Джо Белл – мы сидели у него в баре – принял заказ неохотно.

– Раненько вы взялись наливаться, – заметил он, посасывая таблетку.

На черных часах позади стойки не было еще и двенадцати, а мы уже выпили по три коктейля.

– Сегодня воскресенье, мистер Белл. По воскресеньям часы отстают. А к тому же я еще не ложилась, – сказала она ему, а мне призналась: – Вернее, не спала. – Она покраснела и виновато отвернулась. Впервые на моей памяти ей захотелось оправдаться: – Понимаешь, пришлось. Док ведь вправду меня любит. И я его люблю. Тебе он, может, старым показался, серым. Но ты не знаешь, какой он добрый, как он умеет утешить и птиц, и детишек, и всякую слабую тварь. А кто тебя мог утешить – тому ты по гроб жизни обязан. Я всегда поминаю Дока в моих молитвах. Перестань, пожалуйста, ухмы­ляться, – потребовала она, гася окурок. – Я ведь правда молюсь.

– Я не ухмыляюсь.
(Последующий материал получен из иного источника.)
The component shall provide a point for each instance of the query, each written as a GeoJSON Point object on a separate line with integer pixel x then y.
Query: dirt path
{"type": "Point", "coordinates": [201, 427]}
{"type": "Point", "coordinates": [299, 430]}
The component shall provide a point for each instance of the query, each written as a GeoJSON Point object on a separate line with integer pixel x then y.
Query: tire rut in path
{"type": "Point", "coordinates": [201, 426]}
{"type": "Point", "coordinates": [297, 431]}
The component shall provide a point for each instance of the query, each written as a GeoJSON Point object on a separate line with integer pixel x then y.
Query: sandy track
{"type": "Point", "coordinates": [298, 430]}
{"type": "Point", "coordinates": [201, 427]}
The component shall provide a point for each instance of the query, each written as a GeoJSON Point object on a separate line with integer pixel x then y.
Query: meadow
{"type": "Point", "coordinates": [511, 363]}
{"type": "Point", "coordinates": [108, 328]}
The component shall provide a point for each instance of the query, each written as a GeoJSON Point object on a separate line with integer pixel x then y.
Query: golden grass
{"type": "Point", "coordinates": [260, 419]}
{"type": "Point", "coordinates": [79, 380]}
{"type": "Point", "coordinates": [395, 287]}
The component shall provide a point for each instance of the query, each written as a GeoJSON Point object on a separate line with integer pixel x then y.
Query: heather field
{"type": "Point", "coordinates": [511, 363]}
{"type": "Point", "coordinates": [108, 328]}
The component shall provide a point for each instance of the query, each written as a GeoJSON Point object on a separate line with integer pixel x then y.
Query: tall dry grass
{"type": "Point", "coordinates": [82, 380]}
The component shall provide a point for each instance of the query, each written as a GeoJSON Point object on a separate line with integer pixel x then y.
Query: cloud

Я улыбаюсь. Удивительный ты человек.

– Наверно, – сказала она, и лицо ее, осунувшееся, помятое под безжалостным утренним светом, вдруг прояснилось; она пригладила рас­трепанные волосы, и рыжие, соломенные, белые пряди снова вспыхнули, как на рекламе шампуня. – Наверно, вид у меня кошмарный. Да и чему тут удивляться? Весь остаток ночи мы прошатались у автобусной станции. Док до самой последней минуты думал, что я с ним уеду. Хотя я ему без конца твердила: "Док, мне уже не четырнадцать лет, и я не Луламей". Но самое ужасное (я поняла это, пока мы там стояли) – все это неправда. Я и сейчас ворую индюшачьи яйца и хожу вся исцарапанная. Только теперь я это называю "лезть на стенку".

Джо Белл с презрением поставил перед нами по коктейлю.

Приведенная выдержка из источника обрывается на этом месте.